I believe at the core of this scenario is one central issue: Lack of leadership! Parents giving in to the pressure of manipulative children who use their parents’ fears (Example: “I’ll run away!”) to get what they want. When I stand back I ask: Who is running this house? Too often the answer comes back: the child. This is not how God intends our homes to operate. Too many parents today want to be liked by their kids. Sorry! Being liked is overrated! Don’t waste your time trying to get your kids to like you. Seek, rather, to be a person with the fortitude to make tough decisions and stick by them, and the godly character that your children will respect. Your kid doesn’t need another friend. They need a leader! They need courageous parents!

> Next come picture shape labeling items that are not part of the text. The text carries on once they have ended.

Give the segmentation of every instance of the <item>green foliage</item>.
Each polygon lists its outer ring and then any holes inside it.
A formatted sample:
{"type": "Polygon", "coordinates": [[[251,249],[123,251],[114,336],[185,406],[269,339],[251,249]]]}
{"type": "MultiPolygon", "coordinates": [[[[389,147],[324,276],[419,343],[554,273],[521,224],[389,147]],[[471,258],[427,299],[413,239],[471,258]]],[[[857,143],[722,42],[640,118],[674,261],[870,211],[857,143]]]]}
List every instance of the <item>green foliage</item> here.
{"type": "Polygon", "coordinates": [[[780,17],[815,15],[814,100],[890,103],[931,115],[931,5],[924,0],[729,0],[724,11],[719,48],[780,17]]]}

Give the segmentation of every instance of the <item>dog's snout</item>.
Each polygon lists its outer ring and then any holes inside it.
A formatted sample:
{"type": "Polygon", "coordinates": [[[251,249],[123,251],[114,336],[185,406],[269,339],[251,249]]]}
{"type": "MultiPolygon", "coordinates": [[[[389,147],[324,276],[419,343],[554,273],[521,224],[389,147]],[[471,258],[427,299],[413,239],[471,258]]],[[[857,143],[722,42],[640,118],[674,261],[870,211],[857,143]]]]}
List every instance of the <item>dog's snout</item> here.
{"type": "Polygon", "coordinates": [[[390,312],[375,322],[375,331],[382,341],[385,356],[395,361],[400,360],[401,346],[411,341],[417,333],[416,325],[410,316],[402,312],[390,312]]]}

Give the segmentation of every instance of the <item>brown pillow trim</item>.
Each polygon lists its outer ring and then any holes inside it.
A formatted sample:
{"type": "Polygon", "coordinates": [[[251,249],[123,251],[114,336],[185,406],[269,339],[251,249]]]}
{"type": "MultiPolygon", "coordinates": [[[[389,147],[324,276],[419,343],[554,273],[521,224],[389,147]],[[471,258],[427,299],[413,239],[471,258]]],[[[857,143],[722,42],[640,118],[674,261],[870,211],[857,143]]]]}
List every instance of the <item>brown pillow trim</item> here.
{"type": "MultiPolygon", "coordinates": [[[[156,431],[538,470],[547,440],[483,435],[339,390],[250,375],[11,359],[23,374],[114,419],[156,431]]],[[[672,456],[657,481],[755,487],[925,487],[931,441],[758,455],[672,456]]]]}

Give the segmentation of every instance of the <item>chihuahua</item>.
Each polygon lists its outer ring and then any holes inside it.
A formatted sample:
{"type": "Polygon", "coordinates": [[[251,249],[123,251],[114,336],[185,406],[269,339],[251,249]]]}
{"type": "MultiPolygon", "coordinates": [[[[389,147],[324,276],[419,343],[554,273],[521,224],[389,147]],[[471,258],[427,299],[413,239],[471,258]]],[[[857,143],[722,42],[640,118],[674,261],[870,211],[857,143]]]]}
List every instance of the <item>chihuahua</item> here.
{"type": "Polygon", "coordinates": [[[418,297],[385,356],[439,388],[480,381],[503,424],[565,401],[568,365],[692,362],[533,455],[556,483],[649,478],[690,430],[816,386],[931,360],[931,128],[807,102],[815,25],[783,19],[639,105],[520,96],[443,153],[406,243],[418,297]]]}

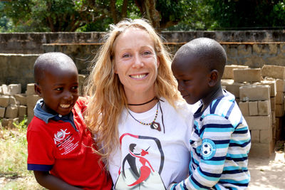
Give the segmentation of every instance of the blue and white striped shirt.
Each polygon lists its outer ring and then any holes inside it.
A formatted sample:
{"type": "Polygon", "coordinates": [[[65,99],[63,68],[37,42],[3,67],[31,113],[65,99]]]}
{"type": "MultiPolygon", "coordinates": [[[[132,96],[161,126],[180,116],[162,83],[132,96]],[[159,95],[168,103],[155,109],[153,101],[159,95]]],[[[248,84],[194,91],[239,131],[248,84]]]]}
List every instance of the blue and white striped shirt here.
{"type": "Polygon", "coordinates": [[[234,96],[224,90],[202,107],[194,115],[190,176],[170,189],[247,189],[250,133],[234,96]]]}

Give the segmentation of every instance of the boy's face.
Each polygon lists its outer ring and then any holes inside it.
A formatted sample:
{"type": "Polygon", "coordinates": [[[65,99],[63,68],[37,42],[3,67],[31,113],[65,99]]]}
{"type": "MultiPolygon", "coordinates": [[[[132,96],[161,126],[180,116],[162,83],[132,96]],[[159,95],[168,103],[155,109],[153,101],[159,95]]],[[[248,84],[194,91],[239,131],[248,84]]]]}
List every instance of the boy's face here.
{"type": "Polygon", "coordinates": [[[78,88],[77,70],[50,69],[44,74],[40,84],[36,85],[36,92],[43,97],[46,111],[66,115],[71,111],[78,98],[78,88]]]}
{"type": "Polygon", "coordinates": [[[171,65],[178,90],[188,104],[195,104],[209,92],[209,70],[193,56],[175,58],[171,65]]]}

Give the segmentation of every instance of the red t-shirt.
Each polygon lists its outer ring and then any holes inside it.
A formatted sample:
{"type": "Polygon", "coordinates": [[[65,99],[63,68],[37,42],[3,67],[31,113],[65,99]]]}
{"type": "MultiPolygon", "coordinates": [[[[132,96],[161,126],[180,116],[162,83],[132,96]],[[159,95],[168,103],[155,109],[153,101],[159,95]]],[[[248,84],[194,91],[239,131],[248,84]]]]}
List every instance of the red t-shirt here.
{"type": "Polygon", "coordinates": [[[82,117],[86,100],[79,97],[73,108],[74,124],[49,120],[46,124],[33,117],[28,127],[28,169],[49,171],[66,183],[84,189],[110,189],[91,133],[82,117]]]}

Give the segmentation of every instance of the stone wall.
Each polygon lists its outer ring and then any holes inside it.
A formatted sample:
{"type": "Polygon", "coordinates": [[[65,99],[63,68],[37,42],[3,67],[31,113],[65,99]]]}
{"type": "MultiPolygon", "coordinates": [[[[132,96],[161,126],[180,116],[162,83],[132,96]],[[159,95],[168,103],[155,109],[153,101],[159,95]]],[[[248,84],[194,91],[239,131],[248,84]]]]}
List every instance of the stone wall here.
{"type": "MultiPolygon", "coordinates": [[[[40,53],[60,51],[71,56],[81,74],[96,54],[105,33],[0,33],[0,85],[21,83],[22,91],[33,83],[33,65],[40,53]]],[[[227,65],[261,68],[285,65],[285,31],[164,31],[161,33],[170,53],[187,41],[209,37],[219,41],[227,53],[227,65]]]]}

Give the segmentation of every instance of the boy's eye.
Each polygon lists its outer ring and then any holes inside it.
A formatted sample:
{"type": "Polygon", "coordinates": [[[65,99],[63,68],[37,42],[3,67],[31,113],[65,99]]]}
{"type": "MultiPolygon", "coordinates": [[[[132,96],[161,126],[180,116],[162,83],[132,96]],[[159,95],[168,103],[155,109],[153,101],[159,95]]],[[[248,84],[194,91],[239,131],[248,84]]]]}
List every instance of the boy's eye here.
{"type": "Polygon", "coordinates": [[[56,88],[56,90],[57,90],[57,91],[61,91],[61,90],[63,90],[63,88],[62,88],[62,87],[56,88]]]}

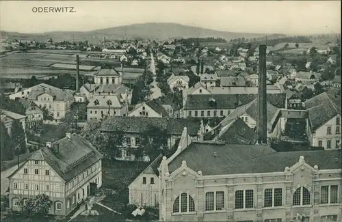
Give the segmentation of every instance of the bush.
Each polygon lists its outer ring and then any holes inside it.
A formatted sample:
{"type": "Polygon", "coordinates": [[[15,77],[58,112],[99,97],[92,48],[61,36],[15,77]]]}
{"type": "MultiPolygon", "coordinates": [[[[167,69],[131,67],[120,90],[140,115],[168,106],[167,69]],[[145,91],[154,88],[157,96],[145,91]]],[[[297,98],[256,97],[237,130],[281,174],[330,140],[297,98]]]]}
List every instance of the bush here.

So many of you do such a wonderful job of being the leaders of your homes. I always want to acknowledge that truth! You set such a great example, not only for your children, but also for other parents like myself. This is by no means meant to be a “beat-you-up” kind of article. On the contrary, my hope is that all of us would take some time to assess ourselves as leaders. Let’s not simply look outward; let’s look inward and ask if we are standing in the rightful, God-ordained place of leadership that God has called us to as parents. Are we being the leaders our children need us to be? My wife and I are constantly asking this question of ourselves as we seek to raise our children for Jesus. Sometimes it’s easy. More often than not it’s very tough. But one thing I know: Leadership is always necessary.
1 comment:
This article reminds me of a thought I had last night as I left work, about how I hate having to "diagnose" a 6 year old with "oppositional defiant disorder" (i.e., "I rebel against my parents/authority") when the real diagnosis should be for the parent, sounding something more like "I'm too afraid to discipline my child disorder". But I am by no means a perfect parent and certainly need reminders of who is boss, especially when Elianna gets all mouthy and sassy on me with her (little, almost 3 year old) hands placed firmly on her hips. Great article!